Actually for people with internet on their phones, or a bit of maths knowledge they could calculate it. Online Depth of Field Calculator

For everyone else you could print out one of the many hyperfocal charts:
http://www.vividlight.com/pdf/hyperfocal.PDF
Hyperfocal Distance Chart - DOFMaster

For those who don't understand hyperfocal read this:
Also there's a hyperfocal chart generator on the bottom of this page, which you can customise to your camera and your standard on circle of confusion.
Understanding the Hyperfocal Distance


----------



## Dao (Aug 5, 2009)

And there are few Dof calc apps for mobile phones as well.


----------



## KmH (Aug 5, 2009)

zapman29 said:


> ......but this was at 12 am.. so shots are very distant I am going to do it about 9 pm when the moon is lower and see what happens... thanks for the help people......


The Moon is the same apparent size when it's higher in the sky. There's just nothing near by to compare it's apparent size to.
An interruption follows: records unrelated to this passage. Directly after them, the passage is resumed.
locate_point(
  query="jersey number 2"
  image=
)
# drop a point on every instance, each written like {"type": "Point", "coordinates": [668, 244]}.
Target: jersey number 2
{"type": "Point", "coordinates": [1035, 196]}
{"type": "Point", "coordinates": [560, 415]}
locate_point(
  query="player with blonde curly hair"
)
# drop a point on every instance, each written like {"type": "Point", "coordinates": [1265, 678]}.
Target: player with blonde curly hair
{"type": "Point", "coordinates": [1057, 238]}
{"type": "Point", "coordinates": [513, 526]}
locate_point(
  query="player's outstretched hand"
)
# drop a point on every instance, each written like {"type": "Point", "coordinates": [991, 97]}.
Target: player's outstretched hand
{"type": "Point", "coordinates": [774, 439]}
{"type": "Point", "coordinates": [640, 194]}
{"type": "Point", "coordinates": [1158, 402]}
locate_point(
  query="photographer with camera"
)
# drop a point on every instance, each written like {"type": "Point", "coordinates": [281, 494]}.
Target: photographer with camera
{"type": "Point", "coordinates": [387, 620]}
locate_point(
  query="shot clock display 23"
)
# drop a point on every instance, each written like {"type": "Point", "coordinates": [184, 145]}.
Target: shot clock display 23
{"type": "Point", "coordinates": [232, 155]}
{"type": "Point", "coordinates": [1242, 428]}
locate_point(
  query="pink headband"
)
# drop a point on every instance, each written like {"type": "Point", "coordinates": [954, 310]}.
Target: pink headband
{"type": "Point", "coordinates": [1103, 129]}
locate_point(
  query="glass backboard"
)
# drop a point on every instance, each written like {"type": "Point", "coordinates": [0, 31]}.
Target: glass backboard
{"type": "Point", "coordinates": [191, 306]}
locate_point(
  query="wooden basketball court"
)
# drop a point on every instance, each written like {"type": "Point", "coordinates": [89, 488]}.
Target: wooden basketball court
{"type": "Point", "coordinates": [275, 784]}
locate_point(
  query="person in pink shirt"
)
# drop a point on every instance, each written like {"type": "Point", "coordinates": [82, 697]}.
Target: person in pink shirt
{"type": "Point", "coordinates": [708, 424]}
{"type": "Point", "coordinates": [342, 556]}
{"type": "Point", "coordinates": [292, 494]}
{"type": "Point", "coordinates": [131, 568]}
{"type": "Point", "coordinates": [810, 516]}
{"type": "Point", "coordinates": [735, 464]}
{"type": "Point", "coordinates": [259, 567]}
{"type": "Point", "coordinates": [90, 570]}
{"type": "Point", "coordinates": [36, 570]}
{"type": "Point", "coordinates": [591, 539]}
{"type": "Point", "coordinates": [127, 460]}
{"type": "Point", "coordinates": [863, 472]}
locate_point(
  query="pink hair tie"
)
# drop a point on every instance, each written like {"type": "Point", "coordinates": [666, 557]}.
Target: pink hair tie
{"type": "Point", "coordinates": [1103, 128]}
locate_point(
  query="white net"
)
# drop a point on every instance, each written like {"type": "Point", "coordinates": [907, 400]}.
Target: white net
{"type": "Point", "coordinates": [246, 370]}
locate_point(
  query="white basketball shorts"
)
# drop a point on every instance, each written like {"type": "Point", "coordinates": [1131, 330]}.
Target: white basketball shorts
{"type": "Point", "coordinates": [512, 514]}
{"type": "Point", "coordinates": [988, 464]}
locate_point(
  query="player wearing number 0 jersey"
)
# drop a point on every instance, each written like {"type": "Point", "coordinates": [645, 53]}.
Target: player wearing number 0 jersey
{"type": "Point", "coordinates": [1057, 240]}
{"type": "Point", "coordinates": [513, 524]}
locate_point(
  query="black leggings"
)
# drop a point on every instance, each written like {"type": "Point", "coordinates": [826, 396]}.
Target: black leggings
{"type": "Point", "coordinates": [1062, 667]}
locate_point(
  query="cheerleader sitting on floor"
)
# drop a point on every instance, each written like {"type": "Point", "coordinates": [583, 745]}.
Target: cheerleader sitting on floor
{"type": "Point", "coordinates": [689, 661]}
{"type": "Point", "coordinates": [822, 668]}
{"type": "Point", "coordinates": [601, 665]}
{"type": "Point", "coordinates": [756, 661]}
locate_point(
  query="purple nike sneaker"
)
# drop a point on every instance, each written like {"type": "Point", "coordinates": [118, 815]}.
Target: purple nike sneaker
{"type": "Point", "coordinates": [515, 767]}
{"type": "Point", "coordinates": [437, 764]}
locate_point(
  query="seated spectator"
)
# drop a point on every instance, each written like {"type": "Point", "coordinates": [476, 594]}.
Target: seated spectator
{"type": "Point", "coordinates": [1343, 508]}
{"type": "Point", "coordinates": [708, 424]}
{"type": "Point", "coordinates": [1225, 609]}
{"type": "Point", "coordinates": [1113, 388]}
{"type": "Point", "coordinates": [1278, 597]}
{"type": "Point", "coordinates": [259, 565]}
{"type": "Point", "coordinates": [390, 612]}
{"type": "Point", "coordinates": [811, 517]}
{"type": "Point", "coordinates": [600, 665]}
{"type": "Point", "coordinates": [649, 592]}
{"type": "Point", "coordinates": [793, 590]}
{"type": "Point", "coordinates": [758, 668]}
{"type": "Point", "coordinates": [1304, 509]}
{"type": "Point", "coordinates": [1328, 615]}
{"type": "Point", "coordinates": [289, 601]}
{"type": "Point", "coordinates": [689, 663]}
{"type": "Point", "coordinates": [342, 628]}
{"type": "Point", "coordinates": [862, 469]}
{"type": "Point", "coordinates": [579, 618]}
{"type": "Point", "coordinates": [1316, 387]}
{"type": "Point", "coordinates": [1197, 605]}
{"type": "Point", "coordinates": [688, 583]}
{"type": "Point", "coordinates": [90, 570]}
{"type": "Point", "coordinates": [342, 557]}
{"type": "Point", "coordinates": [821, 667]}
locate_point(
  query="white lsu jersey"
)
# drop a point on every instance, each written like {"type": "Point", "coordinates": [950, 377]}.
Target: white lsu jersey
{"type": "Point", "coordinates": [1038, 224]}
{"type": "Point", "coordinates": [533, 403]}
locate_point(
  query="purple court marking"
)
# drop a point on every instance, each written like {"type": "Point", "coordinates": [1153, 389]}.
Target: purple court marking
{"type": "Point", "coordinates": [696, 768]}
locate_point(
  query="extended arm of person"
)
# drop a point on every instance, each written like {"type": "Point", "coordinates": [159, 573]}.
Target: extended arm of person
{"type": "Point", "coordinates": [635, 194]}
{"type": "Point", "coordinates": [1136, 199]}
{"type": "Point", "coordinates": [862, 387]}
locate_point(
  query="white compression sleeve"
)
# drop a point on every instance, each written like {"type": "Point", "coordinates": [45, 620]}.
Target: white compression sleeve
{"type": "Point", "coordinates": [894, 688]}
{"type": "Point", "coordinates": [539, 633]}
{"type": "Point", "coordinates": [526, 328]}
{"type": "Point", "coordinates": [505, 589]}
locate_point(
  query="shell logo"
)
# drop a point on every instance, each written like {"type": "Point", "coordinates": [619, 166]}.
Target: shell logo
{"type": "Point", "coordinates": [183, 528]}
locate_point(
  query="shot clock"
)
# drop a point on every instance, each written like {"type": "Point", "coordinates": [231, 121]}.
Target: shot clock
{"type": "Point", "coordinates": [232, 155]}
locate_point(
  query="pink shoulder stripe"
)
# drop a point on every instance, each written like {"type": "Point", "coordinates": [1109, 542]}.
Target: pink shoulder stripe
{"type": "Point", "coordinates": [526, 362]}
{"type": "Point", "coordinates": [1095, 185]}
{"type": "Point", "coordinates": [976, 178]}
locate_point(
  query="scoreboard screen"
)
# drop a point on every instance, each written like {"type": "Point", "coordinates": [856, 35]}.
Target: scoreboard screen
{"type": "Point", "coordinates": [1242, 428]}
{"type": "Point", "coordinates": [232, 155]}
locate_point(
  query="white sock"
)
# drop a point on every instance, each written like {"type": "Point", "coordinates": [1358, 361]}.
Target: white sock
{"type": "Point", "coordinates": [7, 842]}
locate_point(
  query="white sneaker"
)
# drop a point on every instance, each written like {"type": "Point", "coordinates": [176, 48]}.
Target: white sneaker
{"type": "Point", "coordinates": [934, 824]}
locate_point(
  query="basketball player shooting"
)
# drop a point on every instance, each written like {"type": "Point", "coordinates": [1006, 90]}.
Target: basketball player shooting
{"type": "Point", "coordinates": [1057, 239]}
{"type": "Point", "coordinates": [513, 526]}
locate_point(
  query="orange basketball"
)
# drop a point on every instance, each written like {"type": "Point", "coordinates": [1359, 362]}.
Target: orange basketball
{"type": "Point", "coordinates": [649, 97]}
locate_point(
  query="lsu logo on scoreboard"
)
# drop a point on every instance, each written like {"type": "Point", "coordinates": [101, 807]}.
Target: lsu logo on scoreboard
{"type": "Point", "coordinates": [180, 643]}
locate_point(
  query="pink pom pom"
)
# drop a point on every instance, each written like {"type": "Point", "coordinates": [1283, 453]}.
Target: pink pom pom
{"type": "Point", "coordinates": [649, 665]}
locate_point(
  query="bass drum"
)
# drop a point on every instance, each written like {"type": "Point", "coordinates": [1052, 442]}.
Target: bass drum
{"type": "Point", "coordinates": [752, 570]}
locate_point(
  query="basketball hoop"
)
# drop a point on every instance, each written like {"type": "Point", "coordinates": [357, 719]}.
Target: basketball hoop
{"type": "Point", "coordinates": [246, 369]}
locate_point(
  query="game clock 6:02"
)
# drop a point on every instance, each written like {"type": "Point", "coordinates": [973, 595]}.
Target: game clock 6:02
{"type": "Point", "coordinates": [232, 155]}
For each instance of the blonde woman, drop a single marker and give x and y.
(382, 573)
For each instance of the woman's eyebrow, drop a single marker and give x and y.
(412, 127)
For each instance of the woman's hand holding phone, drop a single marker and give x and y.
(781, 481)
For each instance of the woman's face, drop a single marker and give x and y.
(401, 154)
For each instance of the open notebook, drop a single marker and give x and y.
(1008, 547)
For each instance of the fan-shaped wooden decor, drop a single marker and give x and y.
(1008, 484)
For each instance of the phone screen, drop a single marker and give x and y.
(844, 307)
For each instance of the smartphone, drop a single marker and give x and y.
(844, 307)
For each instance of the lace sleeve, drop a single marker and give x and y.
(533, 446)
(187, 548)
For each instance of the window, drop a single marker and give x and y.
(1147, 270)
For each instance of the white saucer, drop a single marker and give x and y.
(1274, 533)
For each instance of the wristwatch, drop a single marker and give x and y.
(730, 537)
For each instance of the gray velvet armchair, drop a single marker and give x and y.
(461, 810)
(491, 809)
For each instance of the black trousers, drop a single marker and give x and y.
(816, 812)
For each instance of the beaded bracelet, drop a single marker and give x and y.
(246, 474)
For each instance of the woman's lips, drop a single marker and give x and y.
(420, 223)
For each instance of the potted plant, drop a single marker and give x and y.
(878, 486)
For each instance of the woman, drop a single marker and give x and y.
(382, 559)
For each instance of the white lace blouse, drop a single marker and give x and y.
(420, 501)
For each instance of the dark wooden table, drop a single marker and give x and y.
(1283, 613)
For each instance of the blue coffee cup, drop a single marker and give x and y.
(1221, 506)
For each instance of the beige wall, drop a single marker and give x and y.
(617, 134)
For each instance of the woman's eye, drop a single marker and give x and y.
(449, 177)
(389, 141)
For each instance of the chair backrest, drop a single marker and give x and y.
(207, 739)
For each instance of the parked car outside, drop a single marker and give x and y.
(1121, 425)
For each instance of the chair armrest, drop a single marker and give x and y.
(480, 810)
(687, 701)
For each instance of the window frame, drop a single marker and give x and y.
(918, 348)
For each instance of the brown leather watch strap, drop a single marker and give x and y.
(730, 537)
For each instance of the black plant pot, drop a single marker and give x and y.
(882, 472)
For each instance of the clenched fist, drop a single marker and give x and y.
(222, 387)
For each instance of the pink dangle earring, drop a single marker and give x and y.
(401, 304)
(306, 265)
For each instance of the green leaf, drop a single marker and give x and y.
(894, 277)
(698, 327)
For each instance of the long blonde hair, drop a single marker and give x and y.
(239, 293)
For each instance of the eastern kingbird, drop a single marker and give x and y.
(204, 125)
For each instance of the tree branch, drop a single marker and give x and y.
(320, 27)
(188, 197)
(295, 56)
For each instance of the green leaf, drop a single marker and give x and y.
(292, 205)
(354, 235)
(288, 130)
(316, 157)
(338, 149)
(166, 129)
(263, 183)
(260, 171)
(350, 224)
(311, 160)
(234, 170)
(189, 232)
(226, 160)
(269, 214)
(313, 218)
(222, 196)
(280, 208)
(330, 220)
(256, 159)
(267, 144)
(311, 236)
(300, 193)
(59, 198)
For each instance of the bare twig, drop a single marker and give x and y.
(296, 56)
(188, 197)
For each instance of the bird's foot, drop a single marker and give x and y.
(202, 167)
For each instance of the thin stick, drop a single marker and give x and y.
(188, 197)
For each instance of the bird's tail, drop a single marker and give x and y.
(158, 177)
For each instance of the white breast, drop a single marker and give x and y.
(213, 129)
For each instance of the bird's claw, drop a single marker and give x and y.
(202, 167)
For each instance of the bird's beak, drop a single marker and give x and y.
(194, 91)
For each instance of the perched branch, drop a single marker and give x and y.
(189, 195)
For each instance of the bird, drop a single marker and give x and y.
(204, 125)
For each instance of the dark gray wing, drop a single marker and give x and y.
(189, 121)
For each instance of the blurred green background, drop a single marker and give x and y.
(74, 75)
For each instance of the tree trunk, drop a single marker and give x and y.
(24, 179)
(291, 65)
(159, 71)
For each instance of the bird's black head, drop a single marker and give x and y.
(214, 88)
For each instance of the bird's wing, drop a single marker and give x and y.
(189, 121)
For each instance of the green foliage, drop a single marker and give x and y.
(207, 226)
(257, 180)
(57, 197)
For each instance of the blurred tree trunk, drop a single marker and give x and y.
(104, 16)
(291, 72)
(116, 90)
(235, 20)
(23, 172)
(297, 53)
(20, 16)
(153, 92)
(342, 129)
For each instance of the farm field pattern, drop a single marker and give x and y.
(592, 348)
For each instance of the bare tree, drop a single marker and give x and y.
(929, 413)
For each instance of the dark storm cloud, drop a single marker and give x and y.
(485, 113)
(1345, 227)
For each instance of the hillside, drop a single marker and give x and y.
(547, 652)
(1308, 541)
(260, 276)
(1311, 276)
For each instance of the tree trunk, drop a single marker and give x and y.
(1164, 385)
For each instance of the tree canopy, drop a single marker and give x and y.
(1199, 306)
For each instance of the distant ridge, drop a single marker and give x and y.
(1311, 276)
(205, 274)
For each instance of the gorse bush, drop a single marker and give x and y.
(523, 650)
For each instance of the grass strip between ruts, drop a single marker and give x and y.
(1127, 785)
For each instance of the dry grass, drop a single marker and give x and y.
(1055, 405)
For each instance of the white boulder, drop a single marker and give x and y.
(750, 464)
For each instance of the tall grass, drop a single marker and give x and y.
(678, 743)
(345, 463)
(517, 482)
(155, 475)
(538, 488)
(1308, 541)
The closer to the horizon the Moon is, the greater the thickness of the atmosphere (x3 at the horizon) and turbulence in the atmosphere can make your images look very soft focus wise. The least atmospheric turbulence occurs when the Moon is directly overhead and there is only 1 thickness of atmosphere.


----------



## Stosh (Aug 5, 2009)

Exactly.  Moon does not get bigger at the horizon.  It's an optical illusion.  In fact it's slightly smaller vertically because of the refraction of the atmosphere at that extreme angle.  That's why it appears to sometimes be compressed at the horizon.

If you're trying to get your best shot of the moon, always take it when it's at its highest in the sky.


----------



## Plato (Aug 9, 2009)

Garbz said:


> Actually for people with internet on their phones, or a bit of maths knowledge they could calculate it. Online Depth of Field Calculator
> 
> For everyone else you could print out one of the many hyperfocal charts:
> http://www.vividlight.com/pdf/hyperfocal.PDF
> ...



True but it's not as practical as having the DoF settings on the lens.


----------